Auf der anderen Seite, dem Westen zugewandten Hang des Bliestals, lässt sich vom Kirchheimer Hof aus ebenfalls bestens Umschau halten. Die Biesinger Höhe, das so propere Dorf Wolfersheim am Kalbenberg und drunten im Tal Breitfurt mit seiner Bliesmühle sind einige der Blickfänge von dieser Stelle aus. „Das Gut liegt im Bliesthale. Es ist Hügelgegend, das Klima ist mild, Hagelschlag kommt selten vor, Frost dagegen im Vorsommer öfter. Die Ackerarbeiten beginnen Anfangs März und enden im November. Die übliche Fruchtfolge ist: Roggen gedüngt, dann Klee, Weizen, Kartoffeln, Hafer, Kartoffeln oder Runkelrüben gedüngt ...“, heißt es in einem 1879 erschienen „Handbuch. Dabei wird ausdrücklich erwähnt, dass das im Eigentum des „Herrn Alexandre Jacomin des Malespine befindliche Gut mit „einem prächtigen Garten, sehr schönen Gewächshäusern und vortrefflichem Obst“aufwarte. Der nach wie vor in der Region als „Schackmä“legendäre Besitzer war eben in jeder Hinsicht ein stilsicherer Schöngeist, der den Kirchheimer Hof als „Schmuckkästlein“gestaltete, das weit und breit seinesgleichen suchte.
Auf ihn zurück geht auch das heutige Aussehen der Ottilienquelle, die bis zum Ersten Weltkrieg Anziehungspunkt vieler Pilger speziell aus dem Elsass war. Augenleiden soll ihr Wasser gelindert haben, das freilich längst nicht mehr fließt. Ein anderer Pilgerort von Rang war der Husarenberg über Medelsheim. Die Kapelle dort oben zog nicht nur die Wallfahrer an, auch der Muttergottes scheint der Ort besonders am Herzen gelegen zu haben. 1873 kam es dort erstmalig auf heute saarländischem Boden (und damit drei Jahre vor den spektakulären Ereignissen im preußischen Marpingen) zu dem Phänomen von Marienerscheinungen. Abertausende Gläubige stürmten den Hauptort der „Parr und wollten daran teilhaben. Heute ist es wieder ruhig auf dem Husarenberg, der Ort selbst mit seiner uralten Martinskirche und dem pittoresken Kreuzweg gehört ebenso zu den Sehenswürdigkeiten wie das weite Lothringer Land in Richtung Süden. Ähnlich verhält es sich bei einem Spaziergang über die alte „Duser Straße“oberhalb von Pinningen, von wo aus sich die Silhouette der Vogesen ablesen lässt. Aber auch die Blicke über das Bickenalbtal hinüber in die Pfalz haben meditative Qualitäten.

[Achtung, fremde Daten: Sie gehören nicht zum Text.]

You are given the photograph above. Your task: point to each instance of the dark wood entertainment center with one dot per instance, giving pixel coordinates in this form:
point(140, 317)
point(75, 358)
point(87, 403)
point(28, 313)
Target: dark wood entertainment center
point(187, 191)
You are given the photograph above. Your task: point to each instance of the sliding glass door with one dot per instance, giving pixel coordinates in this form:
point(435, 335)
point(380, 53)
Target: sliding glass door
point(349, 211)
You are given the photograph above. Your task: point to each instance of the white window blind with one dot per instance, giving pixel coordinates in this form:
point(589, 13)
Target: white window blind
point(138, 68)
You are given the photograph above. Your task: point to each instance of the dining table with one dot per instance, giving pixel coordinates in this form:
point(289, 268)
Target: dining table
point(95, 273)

So manch spektakulärer Aussichtspunkt muss jedoch mühsamer erstiegen werden. Der Blick von oben auf Wolfersheim setzt die Begehung verschlungener Pfade auf den Hanickel voraus. Belohnt werden die Strapazen von hier aus mit einem Orts- und Landschaftsbild, das sogar den Homburger Schlossberg samt Hotel beinhaltet. Gelegenheiten zu derartigen Abenteuertouren inklusive neuer Perspektiven bietet der Bliesgau gar zahlreiche – heute wie zu Zeiten der Wanderer im 19. Jahrhundert.